Like Ford, Jose Cuervo is a family-owned company with a rich history of being a visionary in its field, making tequila with the same craftsmanship and recipes for more than 220 years. More importantly, Jose Cuervo shares our vision and is deeply committed to promoting agave sustainability, which is why they were excited to work with us in finding a second use for their remnant agave fibers.


What other range of industries and brands have you worked with that offer a good source of natural waste products?

For nearly two decades, we have worked to develop sustainable materials and have collaborated with a number of industry leaders and brands to find innovative uses for different waste streams. For example, we teamed up with Heinz in 2014 to explore the use of tomato fiber to create a more sustainable bio-plastic material for wiring brackets and storage bins in vehicles. In 2012, we also partnered with Heinz, Coca-Cola, Nike and Procter & Gamble to form the Plant PET Technology Collaborative (PTC), a strategic working group focused on accelerating the development and use of 100 percent plant-based PET materials and fiber in our respective products. Other partners include Unifi, where we use Repreve fiber made from recycled plastic bottles in our vehicle seats, allowing us to divert millions of plastic bottles from landfills.

How is Ford planning on further marketing and branding its push toward sustainability?
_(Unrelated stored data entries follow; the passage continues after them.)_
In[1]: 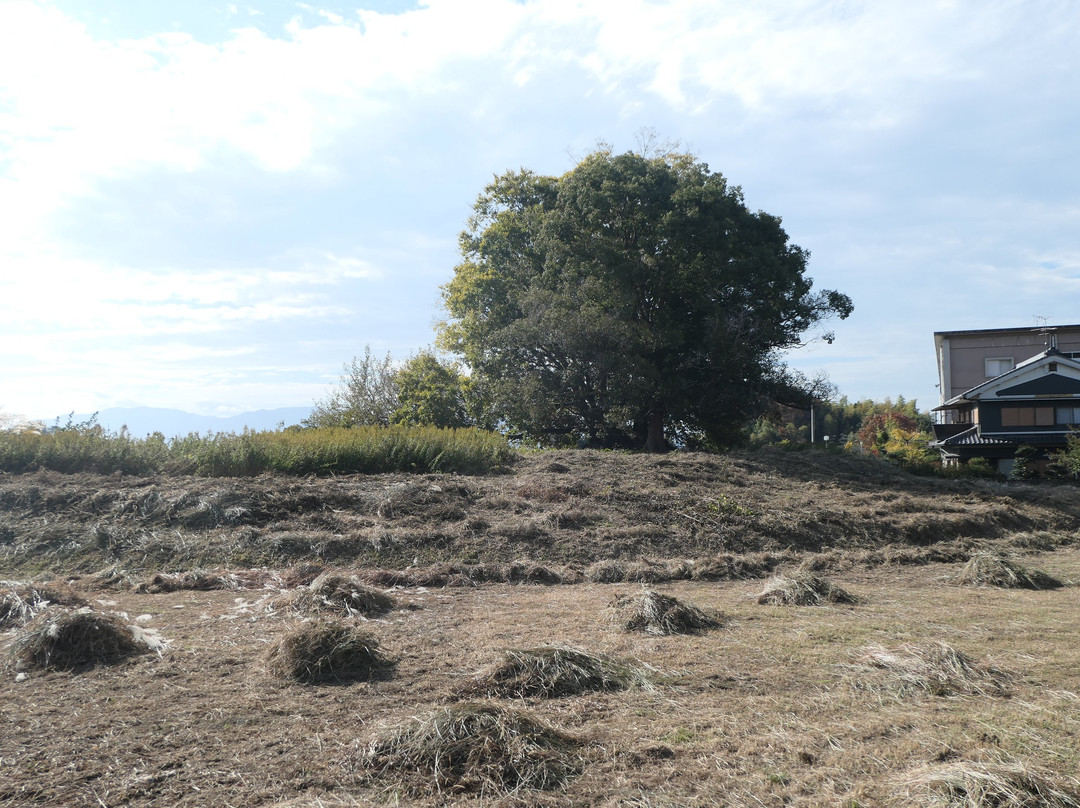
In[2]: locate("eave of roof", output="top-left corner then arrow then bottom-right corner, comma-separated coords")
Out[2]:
934,324 -> 1080,338
931,425 -> 1071,447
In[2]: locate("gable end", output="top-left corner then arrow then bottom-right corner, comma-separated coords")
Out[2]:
995,373 -> 1080,397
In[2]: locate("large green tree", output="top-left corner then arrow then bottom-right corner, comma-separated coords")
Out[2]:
439,147 -> 853,450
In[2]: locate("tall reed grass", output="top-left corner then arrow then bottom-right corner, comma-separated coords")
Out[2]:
0,425 -> 513,476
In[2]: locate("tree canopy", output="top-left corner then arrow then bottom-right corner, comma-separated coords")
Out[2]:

Sustainable materials research and development is a key element of the company’s broader sustainability strategy, and as a global company, Ford is always exploring new opportunities for sustainability not only in North America, but in other countries as well. For example, in Canada it’s too cold to compost wheat straw, so we started transforming it into bioplastics and is now featured into all Ford Flex sold in Canada.